Fit for the Millenium Flood: Rhine Flood Barrier is Remediated

Fit for the Millenium Flood: Rhine Flood Barrier is Remediated
Regional Council Karlsruhe, Germany
Flooding in last few years has shown the increasing importance of adequate flood protection on our rivers. The Rhine flood barrier in the German state of Baden-Wurttemberg is being raised for a 200-year flood event. The remediation project has been planned in eight construction stages at different times and locations for environmental protection reasons.

CDM Smith was responsible for project planning, site supervision, health and safety coordination, structural design of buildings, and construction surveying for the flood barrier section stretching more than 10 km. The slopes had been widened and flattened with berms on the water and land sides to achieved greater stability with 80 cm freeboard – the vertical distance between the high water level and the top of the dam. In addition, seventeen bunkers and two disused pumping stations in the barrier’s cross-section were demolished. 

construction length

Apart from dam remediation and demolition measures, two locks and a dam guardhouse as well as two service bridges had been built, and the Rhine lowland canal culvert had been remediated. In addition, the Pfinz stream bed was being moved about by 600 m into a near-natural position to make room for a wider embankment area.

Building activity in the Rheinaue Nature Reserve places special emphasis on the needs of habitat protection, soil management and tourism.
Siegfried Wagner, Project Manager

To protect nature, the dam remediation tooked place in eight separate phases at various times and locations.

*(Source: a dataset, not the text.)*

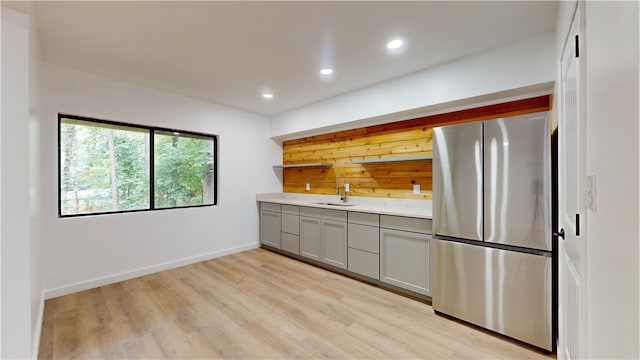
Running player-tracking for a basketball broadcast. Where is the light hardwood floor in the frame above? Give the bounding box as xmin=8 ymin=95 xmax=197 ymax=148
xmin=39 ymin=249 xmax=555 ymax=359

Now, after the construction project has been completed, the new flood barrier is more secure, reliable and effective at protecting an area of approximately 30 km² covering several Rhineland municipalities north of Karlsruhe from flooding.

A very important flood protection project for many localities along the Rhine.

Did you know?

The Rhine flood dam was built for the first time due to Tulla's Rhine regulation at the beginning of the 19th century. Following the Second World War it was extensively renovated during the 1950s. The last bunker remains in the cross-section of the dam as an additional stability risk.